Dalam tiga bulan terakhir, omzet bisnisnya yang biasanya mencapai Rp25 juta per bulan anjlok hingga 60%.
Baca juga: Hadapi Serbuan Produk Impor, Kemenkop UKM Dorong Pameran Produk UMKM Lokal
Penyebab utamanya? Produk aksesori serupa dari China yang dijual jauh di bawah harga pasaran.
"Dulu waktu masih ada aturan ketat soal toko luar negeri, saya pernah beli bahan dari China. Sekarang toko yang sama muncul lagi, tapi dengan alamat di Tangerang," kata Radiva saat diwawancarai dengan Sokoguru.id baru-baru ini.
Harga produk impor tersebut, yang bisa mulai dari Rp10.000, membuat produk lokal sulit bersaing. "Tidak masuk akal untuk menutup biaya produksi kalau harga bahan baku segitu murah," tambahnya.
Ini bukan soal kualitas, tetapi soal harga yang jauh di bawah standar. Produk-produk China tersebut dijual dengan harga yang membuat produk lokal terhimpit—dan pelaku UMKM menjerit.
Masalah Sistemik: Barang Ilegal dan Predatory Pricing
Di balik fenomena ini, ada masalah yang lebih besar: predatory pricing dan kemungkinan adanya barang-barang impor ilegal.
Radiva mempertanyakan bagaimana barang-barang China bisa dijual dengan harga yang sangat rendah.
"Saya pernah beli bahan dari China, dikenakan bea cukai Rp68.000 untuk barang seberat 300 gram. Tapi, kok produk yang sama bisa dijual di marketplace dengan harga super murah?" tuturnya.
Hal ini memunculkan kecurigaan apakah produk-produk tersebut melalui jalur yang legal atau ada pelanggaran regulasi.
Polemik ini semakin mencuat dengan munculnya sebuah video di TikTok oleh akun @pejuanggumkm, yang menunjukkan seorang WNA asal China bernama K Jiang tengah memamerkan gudang di Tangerang yang penuh dengan produk-produk China.

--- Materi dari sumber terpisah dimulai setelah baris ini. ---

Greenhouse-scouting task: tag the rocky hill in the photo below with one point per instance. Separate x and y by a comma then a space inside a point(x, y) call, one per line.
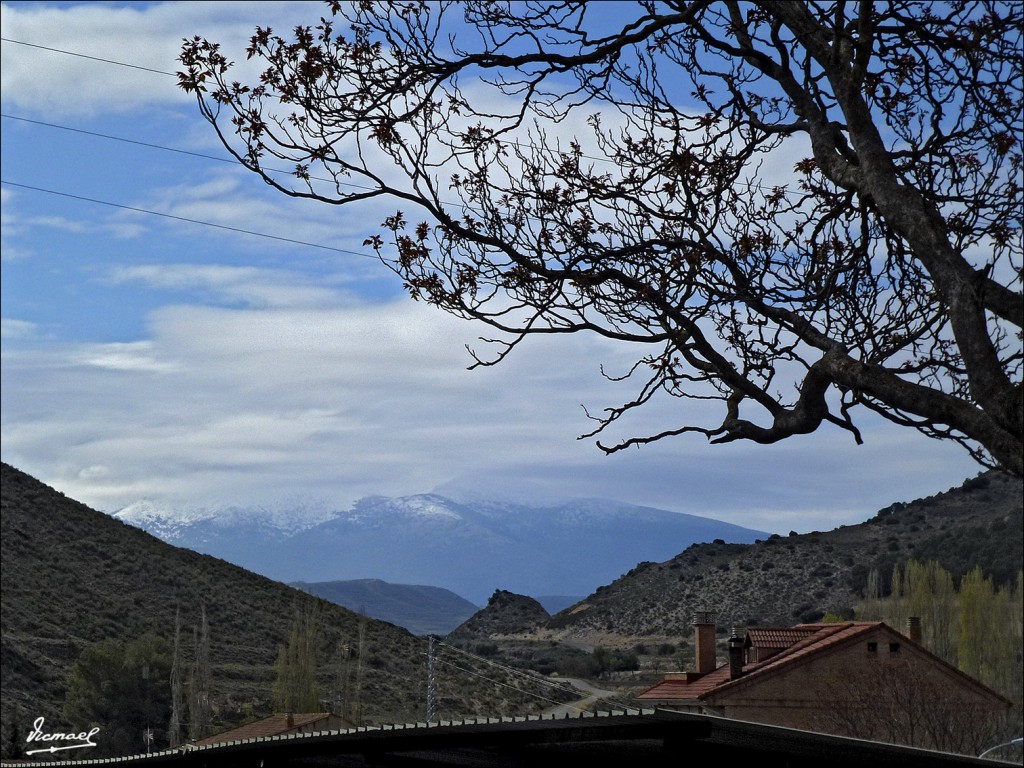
point(786, 580)
point(73, 577)
point(422, 610)
point(506, 613)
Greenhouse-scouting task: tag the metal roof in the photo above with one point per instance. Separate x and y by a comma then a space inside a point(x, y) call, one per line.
point(653, 738)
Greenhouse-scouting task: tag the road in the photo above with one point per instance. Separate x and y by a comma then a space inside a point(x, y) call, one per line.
point(574, 708)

Baca juga: Pinduoduo Inc, Raksasa E-Commerce China di Balik Kesuksesan Aplikasi 'Temu'
Video ini semakin menguatkan kekhawatiran bahwa barang impor China semakin mendominasi pasar, tak hanya melalui jalur resmi, tetapi juga dengan cara-cara yang tidak sesuai regulasi.

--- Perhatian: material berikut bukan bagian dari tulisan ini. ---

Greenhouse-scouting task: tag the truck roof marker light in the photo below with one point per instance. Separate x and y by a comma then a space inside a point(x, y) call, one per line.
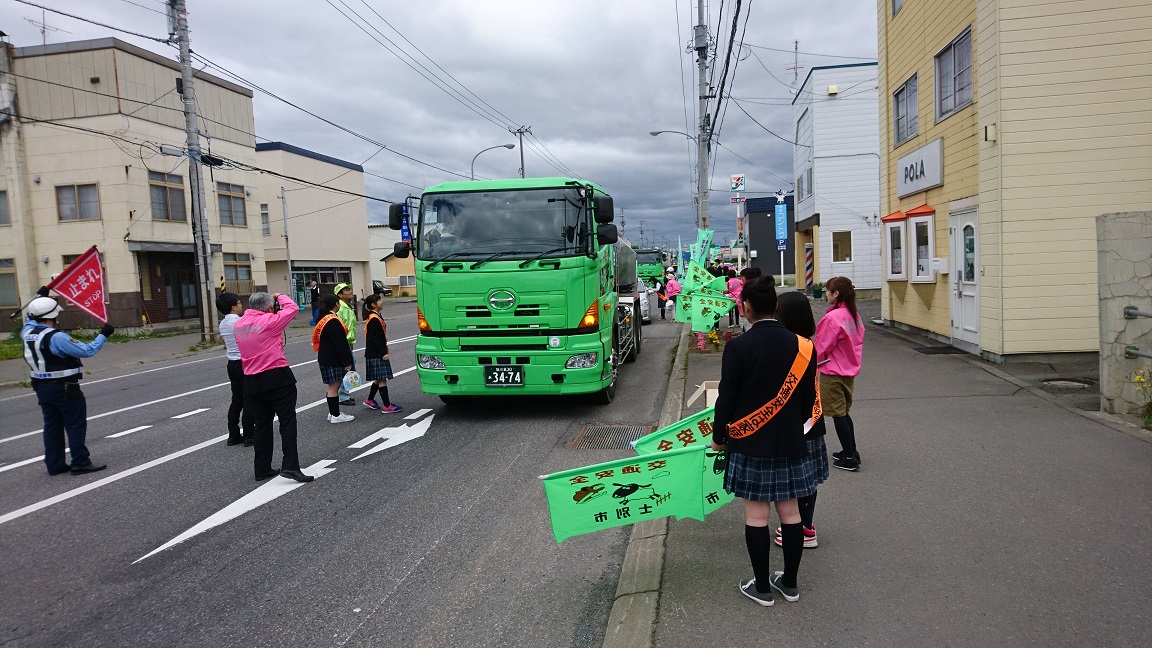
point(591, 318)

Pemerintah Perlu Bertindak Lebih Tegas
Pada 17 Juli 2024, Kementerian Perdagangan (Kemendag) Indonesia membentkj Satgas Pengendalian Barang Impor Ilegal yang bertujuan untuk melindungi UMKM lokal dari serbuan produk asing yang tidak sesuai dengan standar.
Namun, dengan banyaknya produk China yang masih membanjiri marketplace, efektivitas kerja Satgas ini patut dipertanyakan.
Para pelaku UMKM merasa bahwa perlindungan yang diberikan pemerintah belum cukup tegas.
"UMKM sedang didorong untuk naik kelas, tapi kalau predatory pricing terus terjadi, kapan kita bisa benar-benar berkembang?" kata Radiva.
Ia, seperti banyak pelaku UMKM lainnya, berharap pemerintah mengambil tindakan nyata untuk menegakkan aturan dan melindungi produk lokal.
Membangun Ekosistem yang Lebih Sehat
UMKM adalah tulang punggung perekonomian Indonesia, dan saat ini mereka tengah berjuang di medan yang tidak seimbang.
Tanpa pengawasan yang ketat terhadap barang impor ilegal dan tindakan tegas terhadap praktik predatory pricing, pelaku usaha kecil akan terus terhimpit.
Kinerja Satgas Pengendalian Barang Impor Ilegal perlu ditingkatkan, dan kolaborasi antara pemerintah, marketplace, serta para pelaku UMKM harus diperkuat agar persaingan yang terjadi di pasar lebih adil.
Perlindungan terhadap UMKM bukan hanya soal menjaga keberlangsungan usaha mereka, tetapi juga menjaga stabilitas ekonomi nasional.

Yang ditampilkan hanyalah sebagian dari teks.